現代剣道に突きと言う技が認められているにも拘らず、突きを毛嫌いする人が居る。
確かに突きは外れたら痛い。喉に大きなキスマークが付く。熊の若い頃はそれが勲章だった。だが最近はそうは行かないようだ。
だが、よくよく考えて頂きたい。剣道の発祥は殺し合いの技の研究から生まれた。それが昇華してきたのだから、竹刀ごときの痛さに腹を立てていては、本物の刀での闘争など、可笑しくて語れない。
それと、現代剣道で、突きを悪く言う人が居るが、剣道の文化を愚弄するのも甚だしいとすら考える。突きは確かに恐怖感が伴うが、それに打ち勝つ勇気を養ってこそ、剣道が剣道たる修行の目的があるのではなかろうか。
突きには、技としての仕掛けて突く突きと。相手の打突を制する意味での、俗に言う迎え突きとがある。
仕掛けの技の突きの交し方は、剣道形、3本目と4本面に既に教えられている。
三本目は、相手の刀をなやしながら、後ろに引いて間を取り即座に突き返す。突き返さなくても、間を取りナヤス遣り方で、防ぐことが可能だ。
四本目は、前に出て剣先を外す方法、突きは剣先で突く訳だから、其の剣先の中まで間を詰めれば突かれる事は無い。 要するに間に素早く入ることで、突かれる心配がなくなるわけだ。
では、迎え突きの場合は如何だろうか、熊の場合は迎え突きは殆ど遣らない、昔から言う「突っ張りは技の止まり」と言う教えを守っているからだ。
だが、剣道のお相手を頂く方々の中には、不動心の養う意味で、剣先を付けるお稽古をなされる方々も御出でだ。
だがそんな場合は、熊はこのように判断させていただいている。
迎え突きが、熊の胸に当るのが早いか、熊の面が届くのが早いか、熊の面がお相手に届くのが早い場合は、まったく意に介してはいません。何故ならお相手はもう既に死人です。死人が突ける筈が無い。
皆さんは針で指の先を突いた経験があるでしょうか、突いた瞬間どうなりますか。恐らく体中の筋肉が瞬間硬直するはずです。熊は仕事柄ナイフを持ちます。ですから昔、未熟な頃はよく手を切りました。
ナイフが指を掠めた瞬間飛び上がるくらいに反射神経で筋肉が瞬間硬直して、萎縮する経験を何度も体感しています。

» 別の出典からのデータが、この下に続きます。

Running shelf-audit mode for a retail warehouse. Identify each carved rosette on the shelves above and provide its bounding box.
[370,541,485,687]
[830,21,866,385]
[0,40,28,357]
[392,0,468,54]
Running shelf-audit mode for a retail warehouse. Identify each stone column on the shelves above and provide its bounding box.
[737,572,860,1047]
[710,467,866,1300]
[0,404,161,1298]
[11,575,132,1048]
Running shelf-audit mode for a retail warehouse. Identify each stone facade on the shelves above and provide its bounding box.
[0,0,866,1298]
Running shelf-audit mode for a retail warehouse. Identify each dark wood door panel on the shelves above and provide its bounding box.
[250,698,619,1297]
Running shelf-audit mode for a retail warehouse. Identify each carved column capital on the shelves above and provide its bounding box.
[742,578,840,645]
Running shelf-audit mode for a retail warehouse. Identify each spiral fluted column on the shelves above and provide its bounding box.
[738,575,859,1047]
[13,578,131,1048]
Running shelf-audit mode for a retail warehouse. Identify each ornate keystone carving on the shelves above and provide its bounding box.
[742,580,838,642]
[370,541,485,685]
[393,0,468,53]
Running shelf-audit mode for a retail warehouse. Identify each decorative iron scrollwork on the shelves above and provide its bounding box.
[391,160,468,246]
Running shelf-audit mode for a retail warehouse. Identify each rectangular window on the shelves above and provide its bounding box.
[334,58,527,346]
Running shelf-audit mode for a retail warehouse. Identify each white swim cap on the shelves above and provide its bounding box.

これを実際の刀で体に傷付けられて、不動心(剣先を外さない行為)なぞ絶対に有り得ません。必ず筋肉硬直が体に走りますので、迎え突きなど真剣では出来ない相談なんです。
ですが、現代剣道では迎え突きは相手を制する方法として認められているわけですから、それを交す工夫が必要になるわけです。

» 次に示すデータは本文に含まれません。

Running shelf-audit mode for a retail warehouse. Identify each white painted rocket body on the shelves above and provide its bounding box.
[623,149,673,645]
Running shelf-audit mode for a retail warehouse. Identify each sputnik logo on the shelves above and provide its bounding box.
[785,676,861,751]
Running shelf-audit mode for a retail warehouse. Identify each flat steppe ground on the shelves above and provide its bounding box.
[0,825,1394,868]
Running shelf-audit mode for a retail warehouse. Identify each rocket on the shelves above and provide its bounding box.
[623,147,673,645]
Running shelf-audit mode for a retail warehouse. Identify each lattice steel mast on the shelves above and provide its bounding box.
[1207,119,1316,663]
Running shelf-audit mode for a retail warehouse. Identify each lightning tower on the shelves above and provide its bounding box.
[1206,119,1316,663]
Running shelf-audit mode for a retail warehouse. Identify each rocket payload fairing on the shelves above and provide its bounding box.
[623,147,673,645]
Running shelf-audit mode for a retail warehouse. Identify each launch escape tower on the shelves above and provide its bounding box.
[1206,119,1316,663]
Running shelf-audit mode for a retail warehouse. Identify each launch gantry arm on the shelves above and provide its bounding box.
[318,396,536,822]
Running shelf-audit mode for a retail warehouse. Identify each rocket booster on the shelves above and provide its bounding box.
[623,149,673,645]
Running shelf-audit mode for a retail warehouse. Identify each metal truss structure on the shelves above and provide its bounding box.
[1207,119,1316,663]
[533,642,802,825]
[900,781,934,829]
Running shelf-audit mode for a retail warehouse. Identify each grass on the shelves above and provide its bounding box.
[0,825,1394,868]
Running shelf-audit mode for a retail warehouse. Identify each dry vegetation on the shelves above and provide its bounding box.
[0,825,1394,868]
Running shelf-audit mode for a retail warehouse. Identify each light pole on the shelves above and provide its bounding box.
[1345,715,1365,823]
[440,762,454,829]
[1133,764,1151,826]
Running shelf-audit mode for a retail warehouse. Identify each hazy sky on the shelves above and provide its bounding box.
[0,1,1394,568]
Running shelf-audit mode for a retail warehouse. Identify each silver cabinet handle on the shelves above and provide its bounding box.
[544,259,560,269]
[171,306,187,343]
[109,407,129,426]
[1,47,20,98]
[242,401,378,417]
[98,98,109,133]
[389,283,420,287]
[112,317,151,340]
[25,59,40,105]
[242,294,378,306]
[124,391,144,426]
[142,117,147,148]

どんな剣先の強い方でも、小手面を打たれて小手が確実に当って面に行った場合は、剣先が外れることが多いと感じます。
小手が当った瞬間に右腕に力が入るから剣先は少なからづ中心から外れますから、当らなくなるのだと思います。
それを考えると迎え突きをする人には、払い面、刷り込み面などが有効です。様は相手の剣先を中心から外して打つ工夫をすれば迎え突きは除けられます。
相手が突いてくれたらそれに対する自分の工夫でそれを乗り越える。それが修行だと思いますし、自分の実力を伸ばす好機ではないのでしょうか。
突きをもっと自分の中で容認することで一段と強い剣道になれる筈です。